McDonald also pointed to a decline in infections reported at nursing homes, where residents and staff were offered the vaccine next after hospital workers. He said reaching the most vulnerable populations first will help the state protect against future infection, especially amid the spread of highly contagious and possibly more deadly variants from the U.K. and South Africa.
“We know that a new COVID variant is going to come to Rhode Island. It’s inevitable,” McDonald told Target 12. “We need to drive down these infections and protect our high-risk people.”
How much the vaccines are directly contributing to the recent declines is tough to discern, as Rhode Island had already started to see decreases even before much of the vaccine had been administered. But there are signs that Rhode Island is seeing a more rapid decline in its targeted areas, and overall has fared better than other states so far in 2021.

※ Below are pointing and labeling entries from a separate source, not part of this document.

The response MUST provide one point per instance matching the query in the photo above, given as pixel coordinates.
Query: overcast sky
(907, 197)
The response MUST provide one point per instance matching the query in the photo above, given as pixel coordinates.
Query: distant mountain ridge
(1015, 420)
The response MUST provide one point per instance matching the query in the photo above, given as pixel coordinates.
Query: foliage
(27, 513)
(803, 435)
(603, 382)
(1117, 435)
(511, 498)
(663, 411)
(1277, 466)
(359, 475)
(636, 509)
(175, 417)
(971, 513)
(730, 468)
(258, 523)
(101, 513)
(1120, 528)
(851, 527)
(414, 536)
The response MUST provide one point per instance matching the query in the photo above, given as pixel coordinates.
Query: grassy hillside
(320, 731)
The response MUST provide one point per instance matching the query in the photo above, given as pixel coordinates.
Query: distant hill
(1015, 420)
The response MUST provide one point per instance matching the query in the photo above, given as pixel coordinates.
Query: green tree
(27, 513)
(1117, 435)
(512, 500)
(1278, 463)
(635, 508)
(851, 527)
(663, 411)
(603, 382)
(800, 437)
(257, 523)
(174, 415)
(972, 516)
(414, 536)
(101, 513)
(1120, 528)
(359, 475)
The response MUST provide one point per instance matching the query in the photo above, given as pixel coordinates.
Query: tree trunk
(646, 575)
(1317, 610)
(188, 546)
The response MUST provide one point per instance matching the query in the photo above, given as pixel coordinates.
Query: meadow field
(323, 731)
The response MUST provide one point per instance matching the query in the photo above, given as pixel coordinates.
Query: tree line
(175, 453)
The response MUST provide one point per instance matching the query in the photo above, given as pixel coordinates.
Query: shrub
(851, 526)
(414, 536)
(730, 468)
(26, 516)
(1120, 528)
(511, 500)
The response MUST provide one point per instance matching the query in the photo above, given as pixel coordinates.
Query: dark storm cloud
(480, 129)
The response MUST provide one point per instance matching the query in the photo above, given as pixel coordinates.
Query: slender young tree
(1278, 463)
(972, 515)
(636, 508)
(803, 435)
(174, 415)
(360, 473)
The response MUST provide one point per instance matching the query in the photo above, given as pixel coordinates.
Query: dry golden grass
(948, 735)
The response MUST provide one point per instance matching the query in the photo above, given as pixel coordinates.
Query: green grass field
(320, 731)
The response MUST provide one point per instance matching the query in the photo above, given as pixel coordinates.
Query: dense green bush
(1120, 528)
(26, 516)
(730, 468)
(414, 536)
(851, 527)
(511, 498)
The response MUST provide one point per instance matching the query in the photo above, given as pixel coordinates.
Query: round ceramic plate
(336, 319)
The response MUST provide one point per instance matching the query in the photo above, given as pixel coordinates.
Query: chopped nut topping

For example, weekly infections in nursing homes have declined 58% since the start of the year, to about 105 cases last week, according to a Target 12 analysis of Health Department data. In Central Falls, where nearly half of the city’s 20,000 residents have received at least one dose of vaccine, the weekly infection rate has declined about 70% in 2021.
Statewide, weekly infections have declined 56% during that same time period.
Meanwhile, the number of COVID-19 patients currently in the hospital in Rhode Island has declined 47% to 238 people. In Massachusetts, hospitalizations fell 40% to 1,358 people, while in Connecticut the number only declined 27% to 770 people during that same time period, according state health agencies.
Nationwide, the COVID Tracking Project reports hospitalizations on average have declined 35% across all states since the New Year, while falling about 26% in the Northeast region.
McDonald said the overall trends in Rhode Island are encouraging and he’s optimistic that the state will be able to get shots into arms more efficiently in the coming weeks, especially once the mass-vaccination sites open.
Federal health officials, including Dr. Anthony Fauci, have indicated that COVID-19 vaccines should become more readily available to anyone who wants one by April. On Thursday, Fauci said at that point it could become “open season” for vaccines.
Asked what grade Harvard might give Rhode Island in 30 days, McDonald dismissed the rankings, saying “what people are focusing on is perhaps not the right thing.”
“Report cards are report cards,” he said. “I’m far more interested in protecting my Rhode Islanders than I am in satisfying someone’s report card.”